A brief definition of a card reader

A card reader is essentially a piece of electronic technology designed to decode the information in the card’s magstripe or chip. The electronic data input device that is the card reader can be handheld, wireless, or connected by wire to a PC or sales terminal and has several common features across the variety of devices that are available on the market.

Traditionally, these devices contain a screen, keypad, or touchpad for smart devices, and important features that enable the card reader to engage with the customer’s card. These features may include the ability to enable the card to be physically inserted in the card reader or the chip to be read, the ability to enable the card’s magnetic stripe to be swiped, a pin pad or a touchpad, as well as features which enable the card reader to process contactless transactions.

At this point, it’s essential to look at some characteristics of debit and credit cards. Physically, they are small, thin pieces of plastic with cardholder details embossed on the front of the card. These details include the PAN number of the card, the cardholder’s name, and the expiry date.

Another feature of the front of the card is the chip, which is a piece of technology which, when inserted in a card reader, enables the latter to transmit information to several actors – issuing bank, merchant’s bank or financial services provider, in order for a payment transaction to be processed and for the sales process to be completed.

The back of the card contains a magnetic stripe, or magstripe, which very much like the chip on the front, contains the cardholder’s data and is used to communicate to the various actors in the payment process. The back of a credit card also contains a CVV number, added for extra layers of security and to reduce incidents of fraud. It is the chip and the magnetic stripe, which are the key features of a card that relate to card machines. This is because the chip and the magnetic stripe contain all the information on the card and more. 

Additional features

The different types of card readers offer various additional features which may be beneficial for your business. Here’s a brief list of some of those:

  • Highly responsive Multi-touch touchscreen displays
  • Possibility to connect to networks via Wi-Fi connection
  • Thermal receipt printers with options to customize receipts for specific brands
  • Digital receipts through SMS and E-mails for more sustainable business workflow
  • Payment requests directly through the card reader
  • Ability to issue refunds without the need to use additional hardware and software
  • Tipping – perfect for taxi, bar and restaurant businesses

When should you use a card reader?

You can use card readers to process the customer’s card for payment, after which the devices “read” the information on the card, transmit it to the relevant parties in the workflow and finally complete the transaction with either an approved, or a declined payment.

The three most common ways that card readers can “read” the cardholder’s information are through swiping the magnetic strip, inserting the chip into the chip reader, or contactless through a hover near a designated area. 

What are the benefits of using a card reader?

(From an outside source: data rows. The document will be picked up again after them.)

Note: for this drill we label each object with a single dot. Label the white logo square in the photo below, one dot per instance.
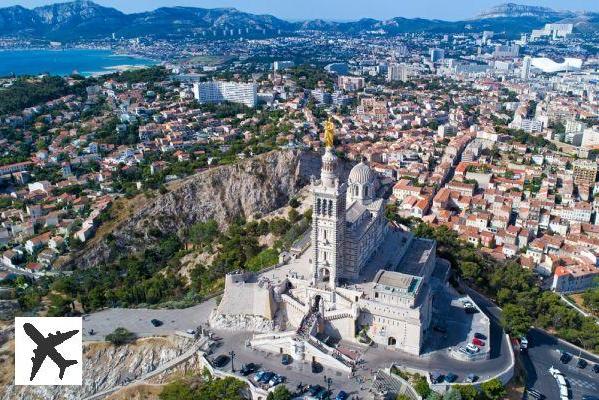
(48, 351)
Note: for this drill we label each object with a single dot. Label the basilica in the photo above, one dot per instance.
(360, 280)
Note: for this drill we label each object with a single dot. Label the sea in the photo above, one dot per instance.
(66, 62)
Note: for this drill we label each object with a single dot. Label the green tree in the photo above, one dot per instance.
(468, 392)
(120, 336)
(421, 386)
(452, 394)
(280, 393)
(516, 319)
(493, 389)
(177, 390)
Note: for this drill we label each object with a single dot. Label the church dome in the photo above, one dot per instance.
(361, 174)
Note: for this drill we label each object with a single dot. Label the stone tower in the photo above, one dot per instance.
(328, 218)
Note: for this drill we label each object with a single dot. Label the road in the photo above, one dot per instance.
(544, 352)
(297, 372)
(137, 320)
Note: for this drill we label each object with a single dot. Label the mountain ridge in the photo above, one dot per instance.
(84, 19)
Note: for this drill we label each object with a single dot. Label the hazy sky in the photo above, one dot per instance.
(336, 9)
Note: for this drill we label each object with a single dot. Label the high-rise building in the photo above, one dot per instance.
(351, 83)
(590, 137)
(281, 65)
(574, 131)
(398, 72)
(437, 55)
(505, 51)
(585, 172)
(337, 68)
(525, 70)
(219, 91)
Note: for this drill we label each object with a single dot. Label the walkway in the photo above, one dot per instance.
(193, 350)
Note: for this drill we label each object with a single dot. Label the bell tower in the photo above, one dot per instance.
(328, 217)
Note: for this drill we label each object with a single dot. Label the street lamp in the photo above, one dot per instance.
(328, 382)
(232, 354)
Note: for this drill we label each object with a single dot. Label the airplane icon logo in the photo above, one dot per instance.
(39, 340)
(46, 347)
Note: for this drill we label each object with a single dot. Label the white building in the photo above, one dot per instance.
(358, 275)
(220, 91)
(398, 72)
(590, 137)
(525, 70)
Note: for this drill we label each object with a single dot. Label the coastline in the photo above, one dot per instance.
(63, 61)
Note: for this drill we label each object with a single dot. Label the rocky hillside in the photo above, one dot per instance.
(88, 20)
(258, 185)
(106, 366)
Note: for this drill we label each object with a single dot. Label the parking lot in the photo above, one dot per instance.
(296, 373)
(453, 326)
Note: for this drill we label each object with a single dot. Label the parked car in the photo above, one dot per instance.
(565, 357)
(259, 375)
(266, 377)
(247, 369)
(276, 380)
(286, 359)
(535, 394)
(473, 348)
(341, 396)
(523, 344)
(316, 368)
(315, 390)
(436, 377)
(221, 361)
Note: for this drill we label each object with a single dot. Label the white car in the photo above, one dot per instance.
(472, 348)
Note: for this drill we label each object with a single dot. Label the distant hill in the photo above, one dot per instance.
(85, 19)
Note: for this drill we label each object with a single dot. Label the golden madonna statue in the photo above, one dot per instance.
(329, 133)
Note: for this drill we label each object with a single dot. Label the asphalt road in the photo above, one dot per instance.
(295, 373)
(137, 320)
(543, 353)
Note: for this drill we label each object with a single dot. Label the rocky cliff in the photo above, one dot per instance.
(106, 366)
(257, 185)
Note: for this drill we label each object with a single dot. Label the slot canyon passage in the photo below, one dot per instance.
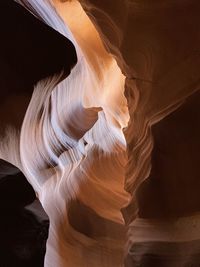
(99, 116)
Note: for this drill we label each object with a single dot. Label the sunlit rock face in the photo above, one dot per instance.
(115, 144)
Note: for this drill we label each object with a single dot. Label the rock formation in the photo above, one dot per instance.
(112, 150)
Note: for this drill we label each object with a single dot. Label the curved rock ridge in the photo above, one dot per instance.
(74, 135)
(156, 46)
(73, 151)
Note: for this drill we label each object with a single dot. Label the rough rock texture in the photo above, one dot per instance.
(74, 135)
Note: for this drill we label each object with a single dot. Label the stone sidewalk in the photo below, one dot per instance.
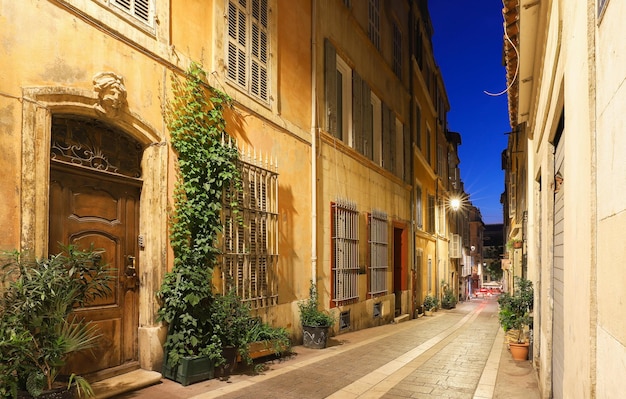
(457, 353)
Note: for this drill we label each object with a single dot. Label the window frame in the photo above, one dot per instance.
(373, 19)
(250, 236)
(377, 127)
(344, 242)
(378, 230)
(344, 96)
(261, 57)
(131, 10)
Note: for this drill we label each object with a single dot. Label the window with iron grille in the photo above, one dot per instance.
(140, 9)
(248, 46)
(379, 259)
(374, 22)
(431, 214)
(250, 237)
(345, 247)
(397, 51)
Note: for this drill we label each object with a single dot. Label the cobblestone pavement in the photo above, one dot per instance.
(453, 354)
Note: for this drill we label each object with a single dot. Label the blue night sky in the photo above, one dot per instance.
(468, 42)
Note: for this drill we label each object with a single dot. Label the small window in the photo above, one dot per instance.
(344, 102)
(419, 211)
(431, 214)
(379, 258)
(139, 9)
(418, 126)
(345, 249)
(248, 47)
(250, 237)
(374, 22)
(377, 129)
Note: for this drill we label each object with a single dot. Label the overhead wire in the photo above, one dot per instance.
(506, 35)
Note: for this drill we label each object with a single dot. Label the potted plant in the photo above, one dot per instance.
(514, 243)
(515, 315)
(430, 303)
(230, 320)
(264, 339)
(315, 323)
(39, 330)
(449, 300)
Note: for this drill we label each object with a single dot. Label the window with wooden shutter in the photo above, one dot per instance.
(140, 9)
(374, 22)
(397, 51)
(248, 46)
(431, 214)
(419, 208)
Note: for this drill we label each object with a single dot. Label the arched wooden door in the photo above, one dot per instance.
(91, 202)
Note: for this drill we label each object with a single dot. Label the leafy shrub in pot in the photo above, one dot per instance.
(39, 330)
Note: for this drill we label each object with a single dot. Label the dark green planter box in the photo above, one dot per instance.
(190, 370)
(314, 337)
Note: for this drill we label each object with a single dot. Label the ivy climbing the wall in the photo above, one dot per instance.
(206, 170)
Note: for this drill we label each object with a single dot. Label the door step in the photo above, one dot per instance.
(123, 383)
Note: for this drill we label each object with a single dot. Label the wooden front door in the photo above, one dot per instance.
(90, 207)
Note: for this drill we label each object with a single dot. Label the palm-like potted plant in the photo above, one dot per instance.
(39, 331)
(430, 303)
(515, 315)
(315, 322)
(230, 320)
(264, 339)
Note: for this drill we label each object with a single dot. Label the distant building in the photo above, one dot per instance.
(564, 175)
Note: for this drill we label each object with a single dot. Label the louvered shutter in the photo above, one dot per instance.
(330, 87)
(357, 112)
(139, 9)
(368, 126)
(407, 154)
(237, 38)
(387, 138)
(259, 49)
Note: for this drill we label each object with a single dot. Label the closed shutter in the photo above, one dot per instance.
(259, 50)
(368, 125)
(248, 47)
(139, 9)
(388, 137)
(330, 87)
(237, 39)
(357, 112)
(407, 154)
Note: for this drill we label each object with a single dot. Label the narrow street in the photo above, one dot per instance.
(453, 354)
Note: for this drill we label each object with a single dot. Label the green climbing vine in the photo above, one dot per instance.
(206, 170)
(206, 167)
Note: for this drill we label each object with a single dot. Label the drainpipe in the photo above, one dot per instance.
(313, 144)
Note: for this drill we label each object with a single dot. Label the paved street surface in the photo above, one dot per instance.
(458, 353)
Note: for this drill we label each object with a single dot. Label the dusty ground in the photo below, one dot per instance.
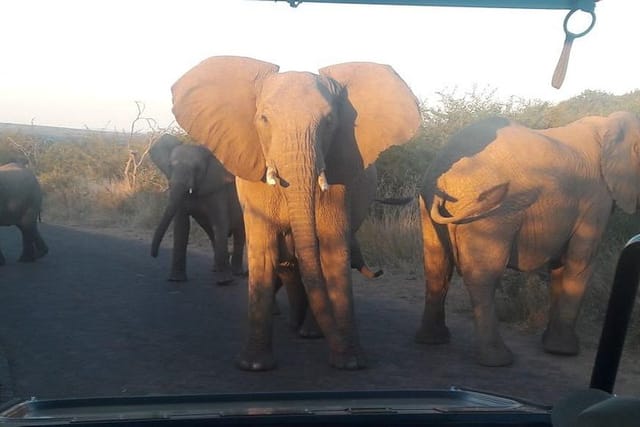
(97, 317)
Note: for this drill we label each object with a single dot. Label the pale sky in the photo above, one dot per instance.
(80, 63)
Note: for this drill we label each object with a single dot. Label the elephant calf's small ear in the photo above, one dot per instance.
(386, 111)
(160, 152)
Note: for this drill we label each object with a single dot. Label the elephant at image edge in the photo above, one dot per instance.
(199, 187)
(20, 205)
(296, 141)
(501, 195)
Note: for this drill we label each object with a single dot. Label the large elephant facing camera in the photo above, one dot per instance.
(20, 205)
(199, 187)
(501, 195)
(297, 141)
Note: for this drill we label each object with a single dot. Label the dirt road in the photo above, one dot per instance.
(97, 317)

Apart from the obvious benefits of using card readers for your business, namely that they offer a faster and more efficient way for customers to pay you and reducing queue times, other benefits include:

  • They offer customers a wider choice for making payments – via cards, digital wallets, contactless, Chip&PIN, magstripe, and more
  • They are more secure than keeping cash on site
  • They enable the collection of sales data, which can help with reporting and analytics. 

Conclusion

Card readers in today’s day and age are an invaluable asset to a small and medium business. In fact, the payments landscape in Europe is changing quickly with Statista estimating that as of late December 2020, there were over 15.5 million such terminals processing payments across Europe.

These electronic pieces of technology help merchants accept a variety of card payments and mobile wallets, eliminating or reducing queues, offering customers a more secure way to pay, and better facilitating the process of payment acceptance. If you’re looking for an affordable card machine, it’s always good to get informed about the options you have available to you before you make your final decision.